I just bought 16gb's of ram and I was wondering can I just put my ram in since I have windows 7 64bit.
You will never ever use 16gb of ram and you wasted your money. Unless you are opening and editing 800mb imgae files and keeping 4-5 undo steps saved to ram, you just wasted your money. SSD is as fast as most DDR3 in access, so a temp file saved to SSD eliminates the lag that was once caused by hdd / ram. Yes, the ram will work.
I'd like 16GB RAM. (^_^); I'd use it with Linux, install a server in the basement dedicated to running virtual machine instances, and reduce all desktops all around the house to basic Internet terminals. EDIT: And yes, Windows 64-bit should be able to use the memory. You could use a PAE kernel and make use of extra RAM that way on a 32-bit OS, but as far as I know Microsoft doesn't allow this because they want to charge you for the upgrade. For Linux, you have the choice of moving to a 64-bit version, or running a 32-bit PAE kernal.
I'd love to have 16gb of ram, this laptop has 4gb and my desktop 6gb but honestly I've run into the problem of wanting to run applications that run best under XP 32-bit. No point in more than 4gb there at all. With 16gb I'd probably run a page file inside of a ram drive. Easily partition off 8gb without the OS ever hiccuping and as a bonus every time you turn your machine off the page file gets wiped. Personally though I'd go with Assembler's idea and get a 128gb SSD for the OS, 2TB harddrive for storage and 8gb of ram for every day use. I'd just make sure to buy a single 8gb stick as to make sure the other slots are free for other 8gb sticks as they become dirt cheap in the near future.

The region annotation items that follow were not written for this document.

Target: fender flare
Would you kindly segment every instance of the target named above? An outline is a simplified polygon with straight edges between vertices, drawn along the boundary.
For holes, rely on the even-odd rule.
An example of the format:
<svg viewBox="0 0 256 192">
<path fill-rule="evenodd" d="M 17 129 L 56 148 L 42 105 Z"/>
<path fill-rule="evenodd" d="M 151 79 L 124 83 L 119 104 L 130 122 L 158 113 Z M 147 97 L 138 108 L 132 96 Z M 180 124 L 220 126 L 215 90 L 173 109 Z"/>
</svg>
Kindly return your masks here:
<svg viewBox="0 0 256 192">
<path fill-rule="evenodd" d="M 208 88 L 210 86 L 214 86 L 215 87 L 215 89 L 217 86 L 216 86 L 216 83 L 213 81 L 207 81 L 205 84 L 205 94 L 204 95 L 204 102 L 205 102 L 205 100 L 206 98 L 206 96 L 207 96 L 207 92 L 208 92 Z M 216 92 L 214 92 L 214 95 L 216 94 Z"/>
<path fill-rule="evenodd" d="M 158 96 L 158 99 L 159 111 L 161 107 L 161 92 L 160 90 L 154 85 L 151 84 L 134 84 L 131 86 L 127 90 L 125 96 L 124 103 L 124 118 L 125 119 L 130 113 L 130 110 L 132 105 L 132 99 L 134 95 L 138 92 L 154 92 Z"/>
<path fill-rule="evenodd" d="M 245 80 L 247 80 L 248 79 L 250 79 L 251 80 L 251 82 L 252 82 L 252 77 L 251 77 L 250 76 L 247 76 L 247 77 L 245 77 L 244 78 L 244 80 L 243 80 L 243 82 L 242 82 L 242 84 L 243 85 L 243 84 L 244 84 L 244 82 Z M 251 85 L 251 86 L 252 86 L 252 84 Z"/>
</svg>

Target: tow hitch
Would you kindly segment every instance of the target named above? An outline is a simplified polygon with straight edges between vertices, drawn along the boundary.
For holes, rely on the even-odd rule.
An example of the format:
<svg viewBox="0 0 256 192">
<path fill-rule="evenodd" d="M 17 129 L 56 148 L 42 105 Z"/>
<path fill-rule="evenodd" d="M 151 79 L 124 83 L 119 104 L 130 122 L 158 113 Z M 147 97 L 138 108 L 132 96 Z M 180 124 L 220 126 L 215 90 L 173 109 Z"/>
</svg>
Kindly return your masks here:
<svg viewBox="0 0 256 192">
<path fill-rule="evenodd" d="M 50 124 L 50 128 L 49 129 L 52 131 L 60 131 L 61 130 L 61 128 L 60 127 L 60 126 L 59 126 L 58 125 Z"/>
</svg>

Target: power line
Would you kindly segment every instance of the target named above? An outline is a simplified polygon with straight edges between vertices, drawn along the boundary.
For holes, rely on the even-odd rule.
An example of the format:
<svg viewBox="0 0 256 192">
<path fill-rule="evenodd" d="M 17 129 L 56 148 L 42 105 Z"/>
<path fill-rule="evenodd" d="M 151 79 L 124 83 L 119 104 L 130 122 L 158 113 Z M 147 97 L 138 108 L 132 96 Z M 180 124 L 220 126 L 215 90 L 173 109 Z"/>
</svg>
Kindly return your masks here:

i just bought 16gb ram seeing as ram is so inexpensive nowadays, i got 8gb for the price i payed for a 4gb modal back in January, ssd for just os is worth every penny aswell its what im running right now, yeah all u need to use the ram is to have a 64bit os
I have 16GB and am still using WinXP 32bit xD Haven't decided yet if I will use the 12,5GB ram that are inaccessable to WinXP for a hdd cache or a ramdrive.

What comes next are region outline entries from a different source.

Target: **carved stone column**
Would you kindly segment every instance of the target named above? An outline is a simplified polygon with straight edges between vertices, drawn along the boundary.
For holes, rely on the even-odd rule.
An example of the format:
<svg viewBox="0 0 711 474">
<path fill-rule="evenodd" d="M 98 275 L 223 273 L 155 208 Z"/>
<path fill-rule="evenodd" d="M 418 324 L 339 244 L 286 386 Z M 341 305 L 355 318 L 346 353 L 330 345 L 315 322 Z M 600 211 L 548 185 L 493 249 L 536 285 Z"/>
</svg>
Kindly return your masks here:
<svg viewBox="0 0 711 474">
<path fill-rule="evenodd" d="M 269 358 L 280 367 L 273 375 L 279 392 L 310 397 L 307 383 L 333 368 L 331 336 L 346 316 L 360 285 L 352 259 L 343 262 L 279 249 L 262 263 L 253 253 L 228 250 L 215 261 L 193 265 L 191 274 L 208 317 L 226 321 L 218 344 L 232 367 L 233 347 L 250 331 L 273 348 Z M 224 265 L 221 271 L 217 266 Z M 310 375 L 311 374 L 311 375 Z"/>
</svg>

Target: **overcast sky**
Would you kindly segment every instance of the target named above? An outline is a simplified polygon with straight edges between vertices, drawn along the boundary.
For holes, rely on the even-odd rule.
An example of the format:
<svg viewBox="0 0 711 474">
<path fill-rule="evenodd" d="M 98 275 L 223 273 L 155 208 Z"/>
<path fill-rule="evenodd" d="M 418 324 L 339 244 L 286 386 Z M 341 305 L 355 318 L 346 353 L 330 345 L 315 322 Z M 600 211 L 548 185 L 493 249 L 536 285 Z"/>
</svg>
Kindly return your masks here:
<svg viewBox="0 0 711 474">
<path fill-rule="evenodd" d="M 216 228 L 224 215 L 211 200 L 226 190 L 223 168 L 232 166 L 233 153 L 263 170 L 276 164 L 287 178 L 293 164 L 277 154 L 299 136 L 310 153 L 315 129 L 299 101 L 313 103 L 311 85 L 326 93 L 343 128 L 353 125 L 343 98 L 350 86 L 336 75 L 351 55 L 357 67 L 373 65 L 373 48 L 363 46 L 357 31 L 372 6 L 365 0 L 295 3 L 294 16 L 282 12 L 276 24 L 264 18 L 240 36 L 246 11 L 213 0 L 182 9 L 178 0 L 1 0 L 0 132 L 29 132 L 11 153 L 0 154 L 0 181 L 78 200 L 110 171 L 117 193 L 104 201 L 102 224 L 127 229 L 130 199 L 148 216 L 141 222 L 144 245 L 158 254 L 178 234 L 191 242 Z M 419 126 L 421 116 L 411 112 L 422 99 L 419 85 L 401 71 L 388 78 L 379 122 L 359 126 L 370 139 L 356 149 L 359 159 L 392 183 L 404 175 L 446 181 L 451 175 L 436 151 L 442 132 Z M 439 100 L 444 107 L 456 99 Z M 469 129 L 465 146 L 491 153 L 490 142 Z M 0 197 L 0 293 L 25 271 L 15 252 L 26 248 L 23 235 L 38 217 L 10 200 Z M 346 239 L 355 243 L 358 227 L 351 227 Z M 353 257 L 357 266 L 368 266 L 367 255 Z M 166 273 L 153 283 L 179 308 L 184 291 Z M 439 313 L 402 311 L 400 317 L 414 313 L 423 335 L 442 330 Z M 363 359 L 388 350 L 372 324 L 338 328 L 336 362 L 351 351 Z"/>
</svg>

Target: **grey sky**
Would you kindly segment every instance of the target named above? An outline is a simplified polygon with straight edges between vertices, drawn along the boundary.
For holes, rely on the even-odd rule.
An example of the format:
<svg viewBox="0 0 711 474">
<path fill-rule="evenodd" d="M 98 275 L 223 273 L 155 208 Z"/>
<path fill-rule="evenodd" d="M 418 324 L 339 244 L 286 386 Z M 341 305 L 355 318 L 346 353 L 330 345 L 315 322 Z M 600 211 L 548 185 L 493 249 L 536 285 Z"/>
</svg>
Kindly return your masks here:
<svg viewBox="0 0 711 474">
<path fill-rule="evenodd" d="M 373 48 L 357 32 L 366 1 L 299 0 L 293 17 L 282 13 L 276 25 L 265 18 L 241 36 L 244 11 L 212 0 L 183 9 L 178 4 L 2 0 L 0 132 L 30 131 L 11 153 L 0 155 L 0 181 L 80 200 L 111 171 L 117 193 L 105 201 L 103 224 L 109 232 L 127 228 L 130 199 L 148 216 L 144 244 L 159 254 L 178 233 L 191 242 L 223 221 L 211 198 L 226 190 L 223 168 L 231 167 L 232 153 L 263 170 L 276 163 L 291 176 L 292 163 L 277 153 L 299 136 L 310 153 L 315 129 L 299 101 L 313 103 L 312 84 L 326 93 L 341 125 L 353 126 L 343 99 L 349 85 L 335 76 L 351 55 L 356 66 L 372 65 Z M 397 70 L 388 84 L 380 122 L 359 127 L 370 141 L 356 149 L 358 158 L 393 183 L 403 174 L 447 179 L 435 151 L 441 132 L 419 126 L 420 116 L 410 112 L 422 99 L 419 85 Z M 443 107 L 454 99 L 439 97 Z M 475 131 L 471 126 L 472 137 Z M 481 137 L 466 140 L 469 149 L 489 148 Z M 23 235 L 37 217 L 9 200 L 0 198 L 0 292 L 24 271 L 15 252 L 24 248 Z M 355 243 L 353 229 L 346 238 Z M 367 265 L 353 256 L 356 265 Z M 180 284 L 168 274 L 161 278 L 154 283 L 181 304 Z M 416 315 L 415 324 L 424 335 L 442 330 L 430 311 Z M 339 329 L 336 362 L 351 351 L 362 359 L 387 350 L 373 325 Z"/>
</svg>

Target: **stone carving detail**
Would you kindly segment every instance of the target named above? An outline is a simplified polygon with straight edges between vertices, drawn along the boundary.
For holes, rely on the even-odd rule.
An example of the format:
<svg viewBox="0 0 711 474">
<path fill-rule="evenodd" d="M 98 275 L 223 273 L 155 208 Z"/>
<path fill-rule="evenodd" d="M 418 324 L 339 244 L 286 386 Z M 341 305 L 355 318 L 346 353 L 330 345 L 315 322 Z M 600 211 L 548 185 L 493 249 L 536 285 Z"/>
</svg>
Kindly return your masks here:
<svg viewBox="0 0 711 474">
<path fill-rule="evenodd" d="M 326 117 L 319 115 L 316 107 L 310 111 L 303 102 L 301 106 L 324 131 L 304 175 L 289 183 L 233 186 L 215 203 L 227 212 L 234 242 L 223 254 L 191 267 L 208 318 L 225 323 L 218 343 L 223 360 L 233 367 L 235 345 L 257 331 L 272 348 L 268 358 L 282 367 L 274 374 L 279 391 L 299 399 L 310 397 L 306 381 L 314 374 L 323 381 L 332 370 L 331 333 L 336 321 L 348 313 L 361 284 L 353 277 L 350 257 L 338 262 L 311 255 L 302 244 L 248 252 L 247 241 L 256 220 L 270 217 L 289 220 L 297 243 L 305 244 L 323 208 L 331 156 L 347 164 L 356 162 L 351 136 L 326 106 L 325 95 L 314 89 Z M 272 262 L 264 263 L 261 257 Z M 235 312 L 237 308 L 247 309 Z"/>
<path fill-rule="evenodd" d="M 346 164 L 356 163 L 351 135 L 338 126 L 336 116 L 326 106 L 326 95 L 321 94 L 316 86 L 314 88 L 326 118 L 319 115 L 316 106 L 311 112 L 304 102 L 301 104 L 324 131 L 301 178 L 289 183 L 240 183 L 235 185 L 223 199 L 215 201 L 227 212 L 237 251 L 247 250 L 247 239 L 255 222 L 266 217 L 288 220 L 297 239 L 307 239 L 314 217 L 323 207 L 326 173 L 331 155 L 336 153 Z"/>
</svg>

Virtual memory/swap files are badddddd; even if SSD are (relatively) fast, they're expensive and there's still a lot of protocol and file system overhead. Unfortunately Windows isn't very good at trading off so it's inefficient no matter what. RAM really helps more now than ever because of all the freaking memory leaks in dependencies like Flash, Java, .NET, browser JS implementations. I have to agree though that 16GB is excessive. I manage to do a lot of CAD with 2GB (upgraded from 1). 4GB seems about standard (already inflated), so if you want to prepare for the next 5 years, 8GB should be the sweet spot. Buying RAM before you need it is a waste of money since it won't be put to use, will never be cheaper now than in the future, and it does consume more power to keep it refreshed. Someone could probably power their netbook on the power drawn by 8GB of unused RAM.
my dad was telling me when he started working with computers that a 32k memory Chip was worth about £500 and his first project was corruption correction on a 16k memory XD
DDR3 = 6400MB/s (slowest speed, goes upto much more) SSD = Lots less. Also, Windows 7 will cache files from your HDD to ram, so its much faster loading apps as they are already in ram to start with. However, SSD's are awesome in their own right. Once you go SSD, you wont go back.
You all kinda missed something here, nobody asked if his motherboard can actually handle 16gb of RAM. I mean it's perhaps not entirely likely nowadays that it would be unable to but some motherboards are capped at a maximum, the one in my sister's PC is capped at 8GB for instance and my friend's laptop was capped at 4GB before he took it back and demanded a refund because the know-nothing salesman told him it was "fully upgradeable to 8gb"
16GB on a server for VMs? If you compile linux properly and set everything up efficiently you wouldn't even need 8GB of RAM. I've got a dell poweredge 2950 with 8GB of RAM and was able to (with vmware ESM) run a server 03 32bit, server 03 64 bit and a few linux (arch and gentoo) VMs with no noticable lag on the web server.